“Leonardo”, did Caterina da Cremona really exist? The answer is yes

“Leonardo”, did Caterina da Cremona really exist? The answer is yes

“Leonardo”, did Caterina da Cremona really exist? The answer is yes

Did Caterina da Cremona, the character played by Matilda De Angelis, really exist? Sure! But she was a courtesan, or to use the typical language of the Renaissance, a “coin woman”: this means that she got paid in hard cash. This was stated by the great scholar Carlo Pedretti, perhaps the greatest expert on Leonardo da Vinci of the last century. In the writings of the genius, but also in the testimonies of other important authors, the name of this beautiful woman appears together with the sum due to her, with the addition that Leonardo did not at all despise the pleasures of sex and from Cremona he obtained “great delights”.

Is Caterina da Cremona really the “Cremona” whose name we read in Leonardo’s writings? Probably yes. The revelation may seem disconcerting to the general public, especially looking at how refined and sweet the sensuality of Matilda De Angelis is. This happens because many people are used to considering prostitutes in a negative light, especially thinking about the past: in a very repressive society like that of the Renaissance, in which people had a phobia of sex because of the very rigid morality imposed by the Church, the prostitute certainly appears as one donnaccia, a “dirty” and despicable person.

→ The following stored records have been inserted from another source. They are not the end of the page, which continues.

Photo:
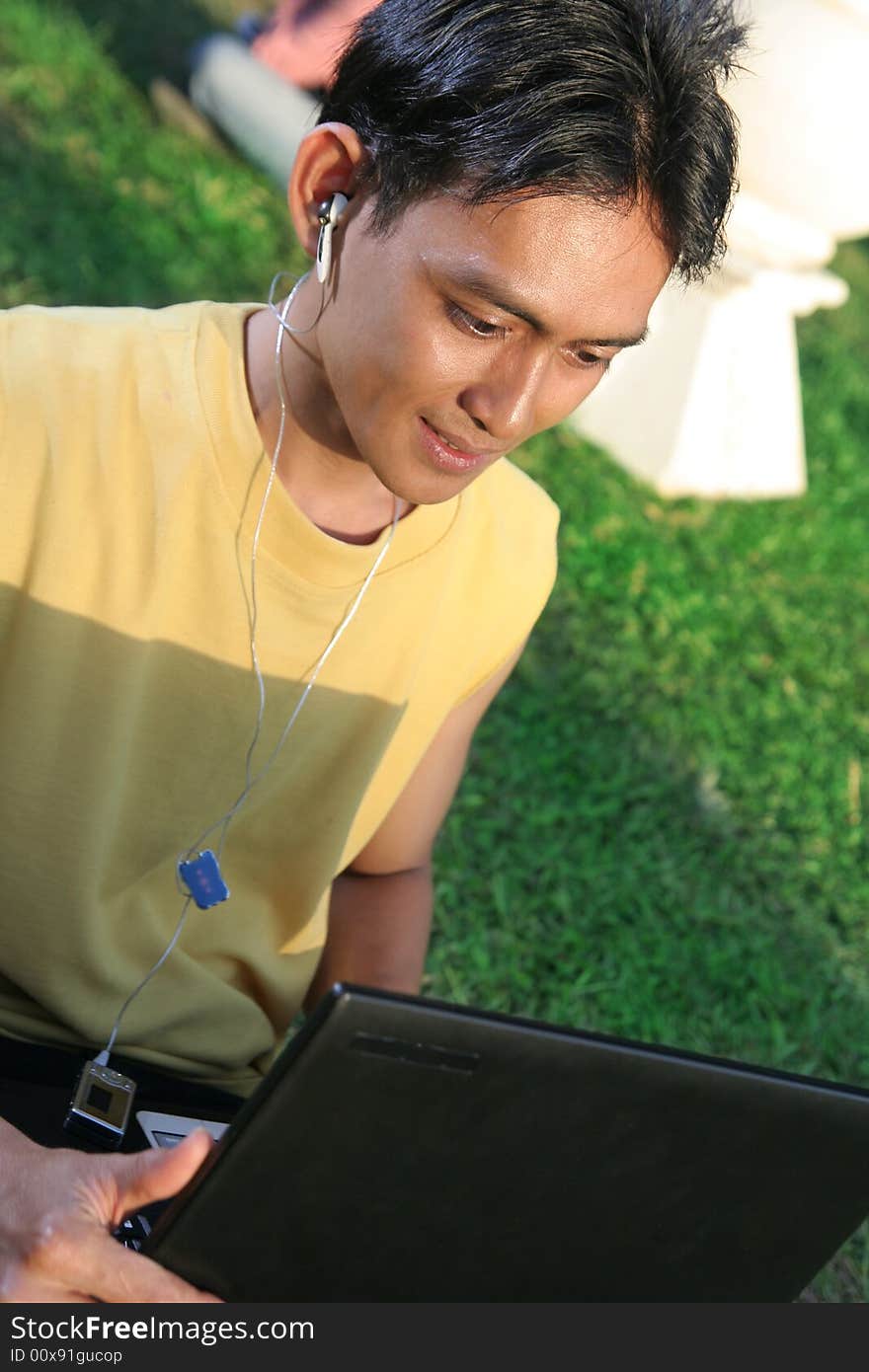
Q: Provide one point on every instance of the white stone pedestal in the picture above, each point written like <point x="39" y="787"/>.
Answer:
<point x="711" y="405"/>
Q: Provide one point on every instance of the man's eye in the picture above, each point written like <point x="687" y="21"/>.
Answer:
<point x="590" y="361"/>
<point x="470" y="323"/>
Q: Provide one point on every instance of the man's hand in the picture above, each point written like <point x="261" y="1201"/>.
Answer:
<point x="58" y="1209"/>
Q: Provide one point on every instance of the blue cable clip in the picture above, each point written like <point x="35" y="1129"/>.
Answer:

But that wasn’t exactly the case. In a sense, the mentality of the time worked in reverse. The “virtuous” women, in short, those to be married, were considered as valuables because they had the task of perpetuating the lineage with legitimate children. The fundamental duty of those ancient societies: adultery is the worst fault for them, an unforgivable sin. But precisely because “honest” women must remain pure and untouchable, space is created for another category of women, freer and more emancipated. The Renaissance courtesans like our Cremona (or Caterina da Cremona, according to the fiction), were refined and often well educated people, they had received an education similar to that of men, a privilege from which the ladies destined to have children were excluded. their respective husbands. Like the etheras of ancient Greece or the geishas of Japan, the courtesans lived very differently from the poor women forced by misery to sell themselves on the street; their abodes were comfortable and tastefully furnished, because they represented oases of pleasure for rich men who went to seek within those walls not only sex, but also good company, a brilliant conversation, fun, music, great food, even an iota of culture.

They knew how to play, sing, dance in a bewitching way, recite poetry. They were artists, even before they were pleasure professionals, which in any case dispensed with generosity and even imagination: let’s not forget that the morality of the time was very strict in terms of physical love, every kind of erotic game (even what seems innocent to us today) was censored under the threat of eternal fire. They had nothing vulgar, the courtesans, and although many of them were models for painters, it is not at all obvious that they were as beautiful as our delightful Matilda.

We don’t know if Caterina was her real name; in fact, however, Leonardo da Vinci’s beautiful model was an established and self-possessed person, one of the few truly free women of her time.

* Barbara Frale is a historian of the Middle Ages, known throughout the world for her research on the Templars. Author of various monographs, she has participated in television broadcasts and historical documentaries. He edited the historical consultancy for the I Medici series. Masters of Florence aired on Rai and is the author, together with Franco Cardini, of the essay La Congiura. For Newton Compton he has successfully published The Undergrounds of Notre-Dame, In the name of the Medici, the Medici Conspiracy, The cursed tower of the Templars and the essay The great empires of the Middle Ages.